Deputy Premier Jackie Trad.
Deputy Premier Jackie Trad.

New planning rules could end payouts

LEGISLATION to come before State Parliament in the next few months would exempt local government from paying compensation where a planning scheme is changed to reduce the risk of harm to life and property from a natural event such as flood, bushfire or landslide.

The new legislation represents the first major challenge to Queensland's long-entrenched injurious affection laws which make councils liable to compensate land owners when development rights are reduced.

A spokesperson for the Department of Infrastructure, Local Government and Planning said last night that the scheme change would need to be justified by a report that assesses the various ways that the risk could be reduced.

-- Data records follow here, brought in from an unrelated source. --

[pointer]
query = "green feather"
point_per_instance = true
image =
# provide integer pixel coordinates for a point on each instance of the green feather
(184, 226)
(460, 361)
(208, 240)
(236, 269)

The Planning Bill is currently being considered by   the Infrastructure, Planning and Natural Resources Committee and is expected to be considered by Parliament in the next few months.

The proposed changes respond to a key recommendation of the 2012 Queensland Floods Commission of Inquiry that the government address restraints to better planning around flood resilience.

Recommendation 4.1 called for the government to narrow the definition of "development commitment' in State Planning Policy 1/03: Mitigating the Adverse Impacts of Flood, Bushfire and Landslide to ensure more development applications are assessed for flood resilience.

The Inquiry called for an investigation into "whether the compensation provisions of the Sustainable Planning Act 2009 act as a deterrent to the inclusion of flood controls in a planning scheme and consider whether they ought to be amended".

Submissions closed last Friday on three bills introduced to Parliament last November by Queensland Planning Minister Jackie Trad to replace the Sustainable Planning Act of 2009.

The Deputy Premier said the intent was to deliver "responsible development and deliver prosperity, sustainability and liveability for now and into the future".